Siempre me llamó la atención que estos que llaman 'maestros del periodismo' a menudo hablan de la importancia de la lectura. «No hay nada más importante que leer», se dice con voz tremenda. No sé en su tiempo, pero sucede hoy en día que si trabajas de periodista no tienes tiempo ni para ir a mear. También ocurre que cobras muy poquito, y entre una cosa y la otra, el joven periodista a veces no es que no lea, es que se duerme en la primera página o simplemente renuncia.

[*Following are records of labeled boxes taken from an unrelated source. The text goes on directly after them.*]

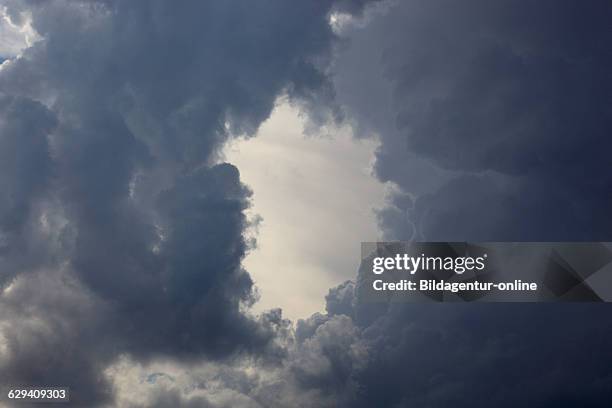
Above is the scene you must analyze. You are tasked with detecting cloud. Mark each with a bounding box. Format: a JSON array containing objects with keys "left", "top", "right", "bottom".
[
  {"left": 336, "top": 1, "right": 612, "bottom": 240},
  {"left": 0, "top": 0, "right": 378, "bottom": 406}
]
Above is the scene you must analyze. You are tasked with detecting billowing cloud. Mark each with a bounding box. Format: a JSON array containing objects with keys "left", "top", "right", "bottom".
[
  {"left": 0, "top": 0, "right": 378, "bottom": 406},
  {"left": 0, "top": 0, "right": 612, "bottom": 407}
]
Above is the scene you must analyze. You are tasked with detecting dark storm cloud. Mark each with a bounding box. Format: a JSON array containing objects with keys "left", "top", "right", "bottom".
[
  {"left": 284, "top": 1, "right": 612, "bottom": 407},
  {"left": 337, "top": 1, "right": 612, "bottom": 240},
  {"left": 0, "top": 0, "right": 378, "bottom": 406}
]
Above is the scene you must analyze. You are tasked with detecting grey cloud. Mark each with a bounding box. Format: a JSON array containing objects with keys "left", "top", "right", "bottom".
[{"left": 0, "top": 0, "right": 378, "bottom": 406}]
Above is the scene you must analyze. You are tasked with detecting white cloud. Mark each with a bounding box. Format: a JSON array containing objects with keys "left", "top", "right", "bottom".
[{"left": 225, "top": 103, "right": 385, "bottom": 319}]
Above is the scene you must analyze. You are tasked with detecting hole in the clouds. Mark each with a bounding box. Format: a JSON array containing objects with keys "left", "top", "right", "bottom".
[
  {"left": 225, "top": 103, "right": 385, "bottom": 318},
  {"left": 0, "top": 7, "right": 41, "bottom": 57}
]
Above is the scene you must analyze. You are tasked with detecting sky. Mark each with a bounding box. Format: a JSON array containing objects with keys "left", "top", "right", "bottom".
[{"left": 0, "top": 0, "right": 612, "bottom": 408}]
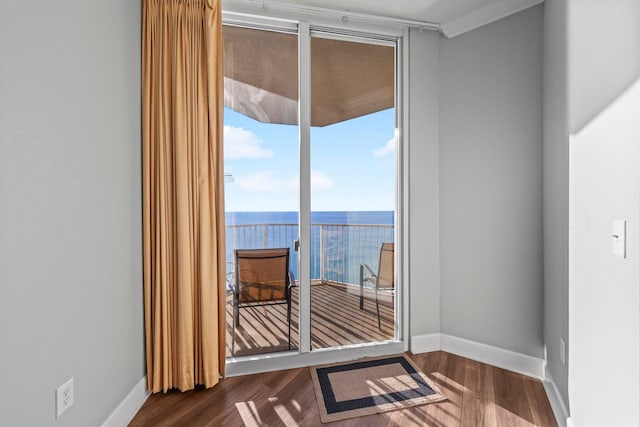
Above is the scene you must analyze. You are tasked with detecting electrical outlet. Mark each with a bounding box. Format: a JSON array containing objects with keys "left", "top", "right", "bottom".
[{"left": 56, "top": 378, "right": 73, "bottom": 418}]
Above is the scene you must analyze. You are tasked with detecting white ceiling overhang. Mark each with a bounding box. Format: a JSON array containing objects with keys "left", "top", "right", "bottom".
[{"left": 223, "top": 0, "right": 543, "bottom": 38}]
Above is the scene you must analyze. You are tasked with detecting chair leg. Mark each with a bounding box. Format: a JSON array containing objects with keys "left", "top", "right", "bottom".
[
  {"left": 233, "top": 296, "right": 240, "bottom": 326},
  {"left": 231, "top": 310, "right": 236, "bottom": 356},
  {"left": 287, "top": 296, "right": 291, "bottom": 350},
  {"left": 376, "top": 286, "right": 382, "bottom": 330}
]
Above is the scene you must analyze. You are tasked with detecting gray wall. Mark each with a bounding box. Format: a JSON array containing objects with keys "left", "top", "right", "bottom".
[
  {"left": 543, "top": 0, "right": 571, "bottom": 406},
  {"left": 409, "top": 30, "right": 440, "bottom": 336},
  {"left": 0, "top": 0, "right": 144, "bottom": 427},
  {"left": 567, "top": 0, "right": 640, "bottom": 132},
  {"left": 568, "top": 0, "right": 640, "bottom": 426},
  {"left": 440, "top": 7, "right": 543, "bottom": 357}
]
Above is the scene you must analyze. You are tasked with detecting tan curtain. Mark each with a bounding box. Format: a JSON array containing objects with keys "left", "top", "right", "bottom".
[{"left": 142, "top": 0, "right": 225, "bottom": 392}]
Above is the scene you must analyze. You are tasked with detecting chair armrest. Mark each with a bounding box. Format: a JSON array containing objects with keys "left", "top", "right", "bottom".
[
  {"left": 360, "top": 264, "right": 376, "bottom": 279},
  {"left": 289, "top": 270, "right": 296, "bottom": 289}
]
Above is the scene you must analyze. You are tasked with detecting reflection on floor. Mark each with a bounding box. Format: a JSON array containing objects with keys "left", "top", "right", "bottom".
[{"left": 227, "top": 283, "right": 394, "bottom": 357}]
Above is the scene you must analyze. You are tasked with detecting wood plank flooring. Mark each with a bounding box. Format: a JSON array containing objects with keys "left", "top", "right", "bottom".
[
  {"left": 227, "top": 283, "right": 394, "bottom": 357},
  {"left": 130, "top": 351, "right": 557, "bottom": 427}
]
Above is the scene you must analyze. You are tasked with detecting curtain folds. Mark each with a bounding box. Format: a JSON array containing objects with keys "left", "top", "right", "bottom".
[{"left": 142, "top": 0, "right": 225, "bottom": 392}]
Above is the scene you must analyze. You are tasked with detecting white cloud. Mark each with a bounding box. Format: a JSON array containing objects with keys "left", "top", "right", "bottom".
[
  {"left": 235, "top": 171, "right": 333, "bottom": 191},
  {"left": 224, "top": 125, "right": 273, "bottom": 159},
  {"left": 311, "top": 171, "right": 333, "bottom": 190},
  {"left": 373, "top": 134, "right": 397, "bottom": 159}
]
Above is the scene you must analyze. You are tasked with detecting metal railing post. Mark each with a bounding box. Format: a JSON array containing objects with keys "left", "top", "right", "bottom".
[{"left": 319, "top": 224, "right": 324, "bottom": 283}]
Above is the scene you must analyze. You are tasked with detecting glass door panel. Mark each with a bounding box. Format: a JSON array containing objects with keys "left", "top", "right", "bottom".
[
  {"left": 223, "top": 25, "right": 299, "bottom": 357},
  {"left": 309, "top": 34, "right": 396, "bottom": 350}
]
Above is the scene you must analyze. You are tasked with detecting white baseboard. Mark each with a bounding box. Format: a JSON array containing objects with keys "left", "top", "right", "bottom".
[
  {"left": 542, "top": 365, "right": 572, "bottom": 427},
  {"left": 102, "top": 376, "right": 151, "bottom": 427},
  {"left": 411, "top": 334, "right": 544, "bottom": 379},
  {"left": 440, "top": 334, "right": 544, "bottom": 379},
  {"left": 409, "top": 334, "right": 440, "bottom": 353}
]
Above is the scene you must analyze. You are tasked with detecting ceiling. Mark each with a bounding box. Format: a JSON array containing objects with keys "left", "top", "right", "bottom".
[{"left": 224, "top": 0, "right": 543, "bottom": 37}]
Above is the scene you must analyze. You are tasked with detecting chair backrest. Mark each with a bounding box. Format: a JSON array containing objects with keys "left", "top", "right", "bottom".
[
  {"left": 376, "top": 243, "right": 396, "bottom": 288},
  {"left": 235, "top": 248, "right": 289, "bottom": 304}
]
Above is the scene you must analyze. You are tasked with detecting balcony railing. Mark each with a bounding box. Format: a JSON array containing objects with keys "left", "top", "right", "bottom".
[{"left": 226, "top": 224, "right": 394, "bottom": 284}]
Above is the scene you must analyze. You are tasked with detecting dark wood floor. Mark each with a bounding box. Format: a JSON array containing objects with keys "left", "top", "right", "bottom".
[
  {"left": 227, "top": 283, "right": 394, "bottom": 357},
  {"left": 130, "top": 351, "right": 556, "bottom": 427}
]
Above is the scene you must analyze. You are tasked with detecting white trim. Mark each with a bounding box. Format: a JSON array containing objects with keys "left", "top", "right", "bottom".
[
  {"left": 542, "top": 364, "right": 572, "bottom": 427},
  {"left": 222, "top": 0, "right": 407, "bottom": 37},
  {"left": 225, "top": 341, "right": 404, "bottom": 377},
  {"left": 102, "top": 376, "right": 151, "bottom": 427},
  {"left": 411, "top": 334, "right": 545, "bottom": 380},
  {"left": 440, "top": 334, "right": 544, "bottom": 379},
  {"left": 411, "top": 334, "right": 442, "bottom": 353},
  {"left": 396, "top": 28, "right": 411, "bottom": 351},
  {"left": 297, "top": 22, "right": 311, "bottom": 353},
  {"left": 440, "top": 0, "right": 543, "bottom": 38},
  {"left": 242, "top": 0, "right": 440, "bottom": 31}
]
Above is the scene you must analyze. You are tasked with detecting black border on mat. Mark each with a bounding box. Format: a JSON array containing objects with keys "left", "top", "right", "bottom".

En este tiempo nuestro, la lectura es un comportamiento antagónico a la profesión, en realidad. En esta locura del periodismo digital y tal, el periodista necesita aprender a pensar rápido lo mejor posible, aunque esté más que contrastado que el mejor contexto posible para pensar no es nunca hacerlo rápido. Luego pasa lo que pasa, claro. En cuanto a la lectura, ésta, encima, precisa pausa. El tiempo que inaugura el hecho literario es por naturaleza evasivo, no quiere ni requiere actualidad, sino irte con quien escribe a lugares que no tocas, que no ves, que solo imaginas. Este es quizás el mayor de los crímenes, porque cuando no he tenido tiempo para leer se ha producido, de hecho, una pérdida paulatina mía de esa capacidad de imaginar mundos posibles.
Decía Kantor que «en la cámara de la imaginación y de la memoria viven personajes humanos, que no pertenecen a nuestra vida diaria» y que estos «tratan desesperadamente de reconstruir, con su memoria difuminada, aquello que fue su vida, su felicidad o su miseria». No ser capaz de entrar a esa cámara, al menos de cuando en cuando, es para mí algo muy parecido a enfermar y sentir que ya no vives como debería vivirse. Que nada cuadra.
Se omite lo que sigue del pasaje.